Kapłańskie ręce…
Chyba nie tylko ja odnoszę czasem wrażenie, że wielu traktuje dziś Kościół jak zwyczajną firmę usługową. Przychodzą wtedy, gdy trzeba wyspowiadać, ochrzcić, pochować, poświęcić. Celowo piszę ,,wielu”, a nie ,,wszyscy”, bo przecież jest też ogromne grono bardzo oddanych wiernych, którzy z Kościołem są blisko. Ba, oni sami są Kościołem i Kościołem się czują.
Dziś nie tyle chcę pisać o Kościele, ile bardziej o kapłaństwie. O kapłaństwie, które wciąż warto wybierać, mimo szalejącej wokół nagonki na księży.
Warto wybierać kapłaństwo, bo:
– przychodzą do ciebie ludzie, mimo, że często cię zupełnie nie znają. Jesteś dla nich obcy, a mimo to proszą cię o modlitwę, rozmowę, poradę. Często przy tym jesteś świadkiem ich szklących się oczu.
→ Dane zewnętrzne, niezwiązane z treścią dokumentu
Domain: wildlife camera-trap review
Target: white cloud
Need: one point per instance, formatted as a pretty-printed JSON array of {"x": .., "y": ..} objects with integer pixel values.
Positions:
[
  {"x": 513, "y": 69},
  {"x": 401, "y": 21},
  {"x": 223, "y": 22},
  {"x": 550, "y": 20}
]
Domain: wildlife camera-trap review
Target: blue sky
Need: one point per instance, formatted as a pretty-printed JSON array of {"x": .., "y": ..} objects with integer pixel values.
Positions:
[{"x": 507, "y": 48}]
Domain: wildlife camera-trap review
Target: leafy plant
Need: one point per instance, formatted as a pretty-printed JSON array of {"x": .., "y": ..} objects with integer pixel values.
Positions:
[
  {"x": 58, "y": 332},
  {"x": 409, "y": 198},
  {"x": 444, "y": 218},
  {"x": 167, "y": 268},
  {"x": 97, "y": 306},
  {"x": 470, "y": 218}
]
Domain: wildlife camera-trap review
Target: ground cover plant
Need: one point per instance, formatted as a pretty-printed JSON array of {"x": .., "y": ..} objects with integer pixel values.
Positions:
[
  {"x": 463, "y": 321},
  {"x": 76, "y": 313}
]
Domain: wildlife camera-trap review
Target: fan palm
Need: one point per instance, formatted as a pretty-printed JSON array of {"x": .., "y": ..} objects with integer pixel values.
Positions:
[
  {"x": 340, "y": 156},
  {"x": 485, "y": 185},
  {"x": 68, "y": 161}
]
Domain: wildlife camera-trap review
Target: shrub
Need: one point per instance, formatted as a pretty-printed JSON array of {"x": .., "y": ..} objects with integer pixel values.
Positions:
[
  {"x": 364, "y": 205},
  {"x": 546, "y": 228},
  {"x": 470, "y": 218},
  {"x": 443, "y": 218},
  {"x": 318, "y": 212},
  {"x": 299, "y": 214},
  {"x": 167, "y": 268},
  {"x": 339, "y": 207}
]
A najpiękniej jest wtedy, kiedy przychodzą do konfesjonału i otwierają przed tobą swoje serca, mówiąc o tym, co najbardziej trudne, brudne i wstydliwe. A potem słuchają twojej nauki, choć ty czujesz, że wobec wielu ludzkich problemów i dylematów jesteś zwyczajnie bezsilny. Ale mówisz… mówisz… mówisz…. i coraz bardziej otwierasz oczy ze zdumienia, bo dobrze wiesz, że to nie ty mówisz, ale Duch Święty mówi przez ciebie. I to mówi takie rzeczy, o których ty jeszcze kilka chwil wcześniej nigdy byś nie pomyślał. Czujesz, że On działa przez ciebie i w tobie. Aż ciarki przechodzą po plecach.
A potem wyciągasz swoją rękę i wypowiadasz jedne z najpiękniejszych słów, jakie kapłan wypowiadać może, słowa rozgrzeszenia: ,,Bóg Ojciec Miłosierdzia, który pojednał świat ze sobą przez śmierć i zmartwychwstanie swojego Syna i zesłał Ducha Świętego na odpuszczenie grzechów niech ci udzieli przebaczenia i pokoju przez posługę Kościoła. I ja odpuszczam tobie grzechy w Imię Ojca i Syna i Ducha Świętego. Amen”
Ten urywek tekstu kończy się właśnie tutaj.